Improve pedestrian safety in Poulsbo

Improve pedestrian safety in Poulsbo

An open letter to Mayor Becky Erickson and the Poulsbo City Council regarding pedestrian safety:

Living on 4th Avenue NE, I thoroughly enjoy walking and running the areas surrounding and including the Poulsbo downtown corridor.

For years, I have run into a conundrum.

At several of the intersections I cross, most drivers come to the intersection clearly looking only in the direction the traffic impeding their turn is coming from. An example, I will stop on the north side of the entrance/exit to the Poulsbo Rec Center that intersects with Front Street NE. A vehicle will be there or will pull up while I am there, and the driver wanting to make a right turn onto Front Street NE will look only to his left to see if there is traffic blocking his exit. He will not look for pedestrians on the right side. I will wave my arms, holler “I’m here,” and once in a while lightly tap on their vehicle to get their attention so I can continue on my run.

I can be held up waiting for seconds or minutes while the driver is hyper-focused on the traffic flow from his left. If I just stand there and wait, some see me when they take off to enter Front Street NE and make an, “Oops, sorry” face. Others do not notice me at all. They appear to be tunnel-focused straight ahead or still looking to the left only as they take off.

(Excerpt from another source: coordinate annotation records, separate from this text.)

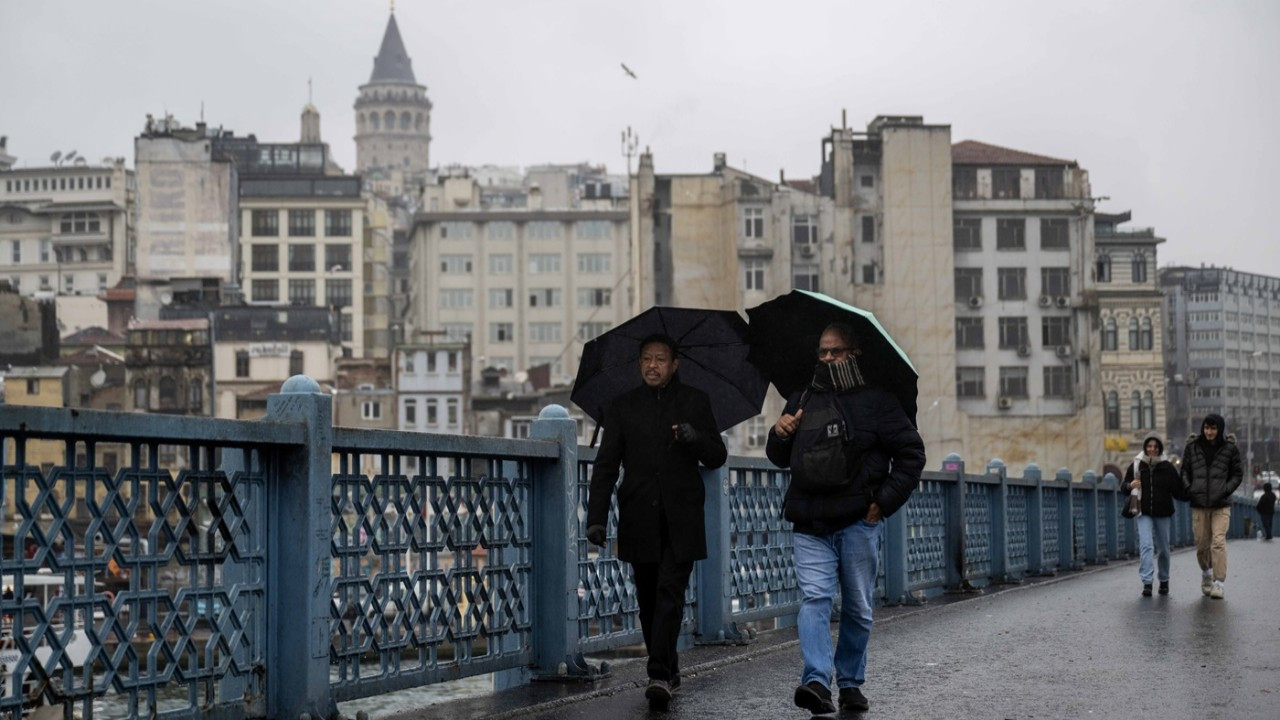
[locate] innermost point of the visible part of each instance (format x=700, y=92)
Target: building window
x=1013, y=283
x=543, y=263
x=1112, y=410
x=265, y=223
x=804, y=229
x=594, y=297
x=456, y=264
x=501, y=264
x=970, y=382
x=337, y=223
x=1110, y=340
x=594, y=261
x=753, y=223
x=1006, y=183
x=265, y=291
x=964, y=183
x=1013, y=333
x=302, y=292
x=1013, y=382
x=302, y=258
x=1138, y=269
x=969, y=333
x=1011, y=233
x=1057, y=381
x=1056, y=282
x=337, y=258
x=968, y=283
x=337, y=292
x=753, y=274
x=302, y=223
x=544, y=297
x=805, y=277
x=967, y=233
x=1055, y=233
x=1055, y=331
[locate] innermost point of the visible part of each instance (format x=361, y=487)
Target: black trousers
x=661, y=595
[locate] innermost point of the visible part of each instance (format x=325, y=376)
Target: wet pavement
x=1079, y=645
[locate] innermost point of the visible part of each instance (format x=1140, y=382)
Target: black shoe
x=658, y=693
x=816, y=698
x=851, y=700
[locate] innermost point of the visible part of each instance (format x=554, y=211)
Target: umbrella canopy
x=712, y=358
x=785, y=332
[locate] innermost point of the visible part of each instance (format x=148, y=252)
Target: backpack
x=819, y=455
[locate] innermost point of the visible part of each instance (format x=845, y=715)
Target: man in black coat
x=659, y=432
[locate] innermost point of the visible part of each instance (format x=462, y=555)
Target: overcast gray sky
x=1170, y=105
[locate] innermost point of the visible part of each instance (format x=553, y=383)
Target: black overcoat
x=661, y=478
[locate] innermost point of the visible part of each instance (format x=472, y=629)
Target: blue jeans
x=845, y=560
x=1153, y=541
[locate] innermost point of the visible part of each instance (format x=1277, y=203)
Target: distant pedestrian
x=1266, y=509
x=1211, y=472
x=1156, y=481
x=855, y=458
x=658, y=433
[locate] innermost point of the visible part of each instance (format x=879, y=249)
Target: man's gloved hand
x=595, y=534
x=686, y=433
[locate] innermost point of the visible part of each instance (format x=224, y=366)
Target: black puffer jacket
x=1211, y=470
x=890, y=451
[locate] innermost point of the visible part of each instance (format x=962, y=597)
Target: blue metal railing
x=270, y=568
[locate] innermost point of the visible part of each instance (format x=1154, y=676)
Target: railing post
x=1089, y=479
x=1066, y=522
x=999, y=522
x=714, y=611
x=1034, y=520
x=300, y=587
x=955, y=538
x=557, y=654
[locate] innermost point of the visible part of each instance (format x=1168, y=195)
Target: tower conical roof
x=392, y=63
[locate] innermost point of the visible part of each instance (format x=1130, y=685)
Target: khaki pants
x=1208, y=525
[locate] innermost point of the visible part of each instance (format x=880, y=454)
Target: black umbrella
x=712, y=359
x=785, y=333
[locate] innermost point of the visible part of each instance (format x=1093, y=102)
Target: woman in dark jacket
x=1156, y=481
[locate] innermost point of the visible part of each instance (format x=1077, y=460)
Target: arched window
x=1139, y=267
x=1112, y=402
x=1110, y=335
x=1104, y=268
x=140, y=395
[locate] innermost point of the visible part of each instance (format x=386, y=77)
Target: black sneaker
x=851, y=700
x=658, y=692
x=816, y=698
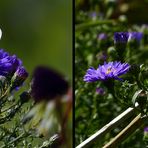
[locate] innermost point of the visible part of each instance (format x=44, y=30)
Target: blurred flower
x=135, y=36
x=93, y=15
x=107, y=71
x=100, y=91
x=47, y=84
x=8, y=64
x=102, y=36
x=146, y=129
x=0, y=33
x=102, y=56
x=121, y=37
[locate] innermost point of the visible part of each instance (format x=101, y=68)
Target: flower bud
x=47, y=84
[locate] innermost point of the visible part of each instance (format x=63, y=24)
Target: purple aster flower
x=146, y=129
x=47, y=84
x=8, y=64
x=107, y=71
x=121, y=37
x=100, y=91
x=102, y=36
x=93, y=15
x=135, y=36
x=21, y=73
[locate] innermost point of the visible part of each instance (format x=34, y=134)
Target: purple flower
x=146, y=129
x=102, y=36
x=121, y=37
x=93, y=15
x=19, y=77
x=8, y=64
x=21, y=73
x=107, y=71
x=100, y=91
x=47, y=84
x=135, y=36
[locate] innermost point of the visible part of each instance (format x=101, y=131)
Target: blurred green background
x=38, y=32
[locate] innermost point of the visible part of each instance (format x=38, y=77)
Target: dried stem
x=114, y=123
x=126, y=132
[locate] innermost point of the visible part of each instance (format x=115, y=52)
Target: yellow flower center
x=109, y=70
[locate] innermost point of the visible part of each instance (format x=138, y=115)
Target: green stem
x=93, y=23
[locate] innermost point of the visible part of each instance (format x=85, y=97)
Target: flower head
x=100, y=91
x=21, y=72
x=121, y=37
x=47, y=84
x=102, y=36
x=8, y=64
x=135, y=36
x=107, y=71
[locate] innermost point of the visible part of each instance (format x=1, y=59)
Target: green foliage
x=93, y=110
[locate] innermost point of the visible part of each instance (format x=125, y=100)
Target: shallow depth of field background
x=38, y=32
x=93, y=111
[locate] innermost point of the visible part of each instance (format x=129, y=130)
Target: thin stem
x=126, y=132
x=114, y=123
x=93, y=23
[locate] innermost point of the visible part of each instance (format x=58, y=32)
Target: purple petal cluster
x=121, y=37
x=102, y=36
x=21, y=73
x=107, y=71
x=135, y=36
x=8, y=64
x=146, y=129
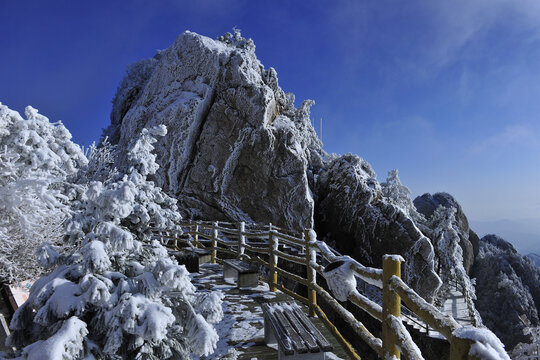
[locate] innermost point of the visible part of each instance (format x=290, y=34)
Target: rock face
x=427, y=204
x=237, y=147
x=507, y=289
x=353, y=215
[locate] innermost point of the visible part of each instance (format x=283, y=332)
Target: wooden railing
x=265, y=245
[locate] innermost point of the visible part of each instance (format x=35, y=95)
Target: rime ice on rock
x=232, y=131
x=340, y=278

On one of my regular routes, there are at least nine intersections where this regularly happens: 4th Avenue NE and NE Iverson Street, Front Street NE and Jensen Way NE through Poulsbo Place I, Front Street NE and NE Peterson Street, Front Street NE and the Rec Center driveway, Front Street NE and NE Sunset Street, Front Street NE and the Martha & Mary driveway, Front Street NE and King Olaf parking lot driveway, Front Street NE and Jensen Way NE downtown, and NE Hostmark Street and 3rd Avenue NE.

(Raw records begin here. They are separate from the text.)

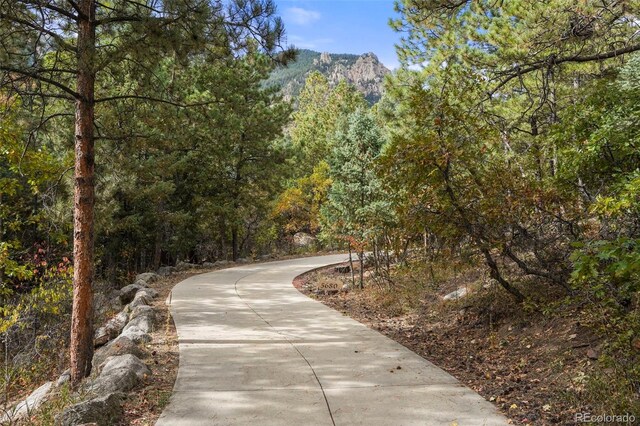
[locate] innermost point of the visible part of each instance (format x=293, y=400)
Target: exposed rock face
x=122, y=345
x=30, y=404
x=103, y=411
x=365, y=72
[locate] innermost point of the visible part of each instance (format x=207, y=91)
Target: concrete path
x=255, y=351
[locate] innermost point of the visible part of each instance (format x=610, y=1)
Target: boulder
x=136, y=335
x=142, y=322
x=125, y=362
x=31, y=403
x=103, y=411
x=127, y=293
x=343, y=269
x=122, y=345
x=118, y=381
x=148, y=277
x=455, y=295
x=65, y=377
x=142, y=298
x=119, y=374
x=150, y=292
x=165, y=271
x=143, y=310
x=302, y=239
x=111, y=329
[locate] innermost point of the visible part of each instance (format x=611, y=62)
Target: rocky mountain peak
x=365, y=72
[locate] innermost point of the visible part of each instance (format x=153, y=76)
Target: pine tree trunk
x=361, y=256
x=234, y=241
x=353, y=277
x=84, y=198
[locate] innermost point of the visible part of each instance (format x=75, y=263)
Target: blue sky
x=341, y=26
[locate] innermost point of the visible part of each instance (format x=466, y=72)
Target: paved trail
x=255, y=351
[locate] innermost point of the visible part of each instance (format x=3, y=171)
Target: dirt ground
x=528, y=365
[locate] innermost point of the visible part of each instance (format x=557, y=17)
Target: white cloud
x=301, y=16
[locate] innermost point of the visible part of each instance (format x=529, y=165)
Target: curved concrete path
x=255, y=351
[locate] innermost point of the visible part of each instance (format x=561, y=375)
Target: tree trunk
x=234, y=241
x=81, y=350
x=157, y=249
x=353, y=277
x=361, y=256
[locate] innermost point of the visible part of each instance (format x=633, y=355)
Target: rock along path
x=255, y=351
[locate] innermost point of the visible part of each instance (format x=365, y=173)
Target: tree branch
x=552, y=61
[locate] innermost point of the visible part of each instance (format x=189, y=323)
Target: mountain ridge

In September, I stopped on the southeast corner of 4th Avenue NE and NE Iverson Street. There were cars at three of the four streets that intersect there. The lady and her male passenger in front of me at 4th Avenue NE had the right of way. She was shielding her eyes to look each way several times. Her passenger was also looking. I realized she was looking right at me but didn’t see me because of the sun, even with my hot pink jacket and pants. I walked up to the left side of her vehicle as she started to enter the intersection and lightly tapped on her car. She saw me then and was quite remorseful. I wanted to help her to see what can happen. I smiled at her and waved. I have done this at other intersections instead of waiting, hoping the driver will maybe look my way.

Over the years, I have thought, “Surely, I’m not the only one who deals with this. I have had this same issue in other communities I visit and walk or run in. Who can I contact at the city who may be able to facilitate helpful changes?” I also wanted to be able to offer suggestions, not just a complaint. I offer these:

Putting bold signs on both sides of the street well before the stop sign/light.

Painting a notice on the road leading up to the intersection.

Hanging a bold sign from the signal light. Perhaps the sign/notice could state something like, “STOP! LOOK for pedestrian traffic from BOTH SIDES of intersection BEFORE turning.”

Lately, similar pedestrian concerns have been in the local papers due to the two pedestrians struck by cars, with one dying at Front Street NE and NE Torval Canyon. Richard Walker, editor of the North Kitsap Herald, included some of my comments left for him about pedestrian safety in the Jan. 19 editorial titled, “Flags, signage more inadequate when they’re not there.”

My heart beats hard when I run fast across Highway 305 on Lincoln Road, knowing I have only a few seconds to cross before the NO CROSSING flashes. I have encountered the same concerns shared by others, but I have not seen what I describe here in any of the articles or letters.

I hope you will include this in your discussions and solutions.